# random misfire trouble code ? help



## Bossin (Jul 27, 2011)

Hit 150 on the freeway n check engine light came on checked it n says random misfire anyone knows y ?


----------



## HP11 (Apr 11, 2009)

Bossin said:


> Hit 150 on the freeway n check engine light came on checked it n says random misfire anyone knows y ?
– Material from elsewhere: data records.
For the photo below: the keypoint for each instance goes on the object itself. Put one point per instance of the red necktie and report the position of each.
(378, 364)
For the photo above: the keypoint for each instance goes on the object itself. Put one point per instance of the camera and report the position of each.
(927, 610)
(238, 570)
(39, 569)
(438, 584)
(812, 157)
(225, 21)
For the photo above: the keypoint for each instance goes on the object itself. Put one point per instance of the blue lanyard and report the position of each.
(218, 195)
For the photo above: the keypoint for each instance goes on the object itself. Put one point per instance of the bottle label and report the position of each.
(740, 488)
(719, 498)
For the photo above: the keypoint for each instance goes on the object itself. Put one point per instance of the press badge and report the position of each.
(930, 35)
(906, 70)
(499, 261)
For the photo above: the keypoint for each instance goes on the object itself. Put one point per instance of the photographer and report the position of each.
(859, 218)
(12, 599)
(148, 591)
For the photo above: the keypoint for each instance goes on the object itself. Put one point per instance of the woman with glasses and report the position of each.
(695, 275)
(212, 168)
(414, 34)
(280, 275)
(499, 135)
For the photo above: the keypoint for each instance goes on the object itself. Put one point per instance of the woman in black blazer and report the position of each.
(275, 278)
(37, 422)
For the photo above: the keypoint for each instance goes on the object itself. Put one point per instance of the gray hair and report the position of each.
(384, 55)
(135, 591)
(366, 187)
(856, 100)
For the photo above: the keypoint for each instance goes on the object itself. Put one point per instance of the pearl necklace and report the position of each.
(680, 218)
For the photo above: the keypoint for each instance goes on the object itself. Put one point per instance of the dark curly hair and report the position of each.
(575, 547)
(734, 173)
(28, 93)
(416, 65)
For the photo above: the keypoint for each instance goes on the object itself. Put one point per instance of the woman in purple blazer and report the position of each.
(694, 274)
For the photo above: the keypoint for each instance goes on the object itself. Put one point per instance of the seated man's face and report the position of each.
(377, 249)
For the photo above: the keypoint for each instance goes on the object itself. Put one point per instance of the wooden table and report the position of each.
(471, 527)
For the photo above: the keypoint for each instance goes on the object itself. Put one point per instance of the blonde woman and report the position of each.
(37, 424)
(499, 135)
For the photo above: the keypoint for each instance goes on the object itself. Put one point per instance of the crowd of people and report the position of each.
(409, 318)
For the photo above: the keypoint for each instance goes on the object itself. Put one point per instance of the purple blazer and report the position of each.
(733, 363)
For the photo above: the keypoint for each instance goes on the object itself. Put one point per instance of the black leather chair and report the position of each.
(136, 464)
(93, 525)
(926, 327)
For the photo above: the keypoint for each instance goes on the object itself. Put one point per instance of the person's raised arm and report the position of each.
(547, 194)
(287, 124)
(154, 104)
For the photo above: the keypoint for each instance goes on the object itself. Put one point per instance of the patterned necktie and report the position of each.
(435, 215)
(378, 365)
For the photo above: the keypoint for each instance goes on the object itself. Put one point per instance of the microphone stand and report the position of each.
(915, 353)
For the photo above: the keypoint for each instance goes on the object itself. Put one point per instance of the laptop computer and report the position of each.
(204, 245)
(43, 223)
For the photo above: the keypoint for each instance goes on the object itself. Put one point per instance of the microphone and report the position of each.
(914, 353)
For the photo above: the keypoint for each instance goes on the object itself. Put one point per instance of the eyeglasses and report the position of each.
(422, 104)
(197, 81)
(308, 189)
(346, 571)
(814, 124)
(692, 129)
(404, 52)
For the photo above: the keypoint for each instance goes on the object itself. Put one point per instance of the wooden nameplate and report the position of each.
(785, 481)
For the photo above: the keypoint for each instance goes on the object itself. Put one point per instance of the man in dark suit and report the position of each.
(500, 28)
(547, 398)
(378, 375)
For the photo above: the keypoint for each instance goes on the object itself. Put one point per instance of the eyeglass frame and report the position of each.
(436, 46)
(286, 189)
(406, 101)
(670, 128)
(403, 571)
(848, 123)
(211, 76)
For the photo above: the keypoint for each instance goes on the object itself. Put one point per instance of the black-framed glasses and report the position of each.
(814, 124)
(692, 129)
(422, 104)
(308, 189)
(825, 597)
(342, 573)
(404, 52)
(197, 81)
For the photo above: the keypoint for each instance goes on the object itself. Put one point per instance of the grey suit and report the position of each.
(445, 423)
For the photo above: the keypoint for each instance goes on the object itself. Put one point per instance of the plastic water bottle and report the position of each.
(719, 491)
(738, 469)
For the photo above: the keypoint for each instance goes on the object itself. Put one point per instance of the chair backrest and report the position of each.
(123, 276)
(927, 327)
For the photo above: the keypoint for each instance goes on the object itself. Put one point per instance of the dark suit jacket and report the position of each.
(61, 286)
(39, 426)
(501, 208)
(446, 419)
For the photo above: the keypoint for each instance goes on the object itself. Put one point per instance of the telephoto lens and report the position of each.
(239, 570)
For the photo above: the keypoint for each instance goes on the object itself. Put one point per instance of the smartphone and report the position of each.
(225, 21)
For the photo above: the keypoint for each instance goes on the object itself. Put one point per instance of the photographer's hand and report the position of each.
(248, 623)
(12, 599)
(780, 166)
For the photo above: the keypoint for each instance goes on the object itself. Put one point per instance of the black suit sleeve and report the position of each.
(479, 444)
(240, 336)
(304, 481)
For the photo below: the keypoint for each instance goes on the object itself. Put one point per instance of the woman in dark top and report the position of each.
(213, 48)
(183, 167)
Because you 'Hit 150 on the freeway'?:lol: But, seriously, did the check engine light come back on after you cleared it?


----------



## Rukee (Feb 8, 2007)

I would suspect plugs and/or wires myself. Has it ever had a tune-up?


----------



## Bossin (Jul 27, 2011)

lol yea thats what i thought just wondering if it was bad .nah havent had the tune up only got 41k


----------



## Bossin (Jul 27, 2011)

wont clear when i clear it check engine light stays on gonna check the spark plugs n change them its about time anyway hopefully that'll do it


----------



## Rukee (Feb 8, 2007)

Do a resistance check on the wires as you do it, you may find one that's out of wack with the rest.


----------



## Bossin (Jul 27, 2011)

alright ima check that out when i changem later today hopefully thats it


----------



## Bossin (Jul 27, 2011)

shouldnt be anything serious though rite ...?


----------



## HP11 (Apr 11, 2009)

What code is it exactly?


----------



## svede1212 (Nov 1, 2005)

More than likely is isn't but it's hard to say for sure until you do some checking. Plugs and wires are a good start.


----------



## Bossin (Jul 27, 2011)

p0300 couldnt take out the plugs theyre tightened to much dont wanna break them gonna have to take it to the dealer put it to the stock tune n everything cleared up


----------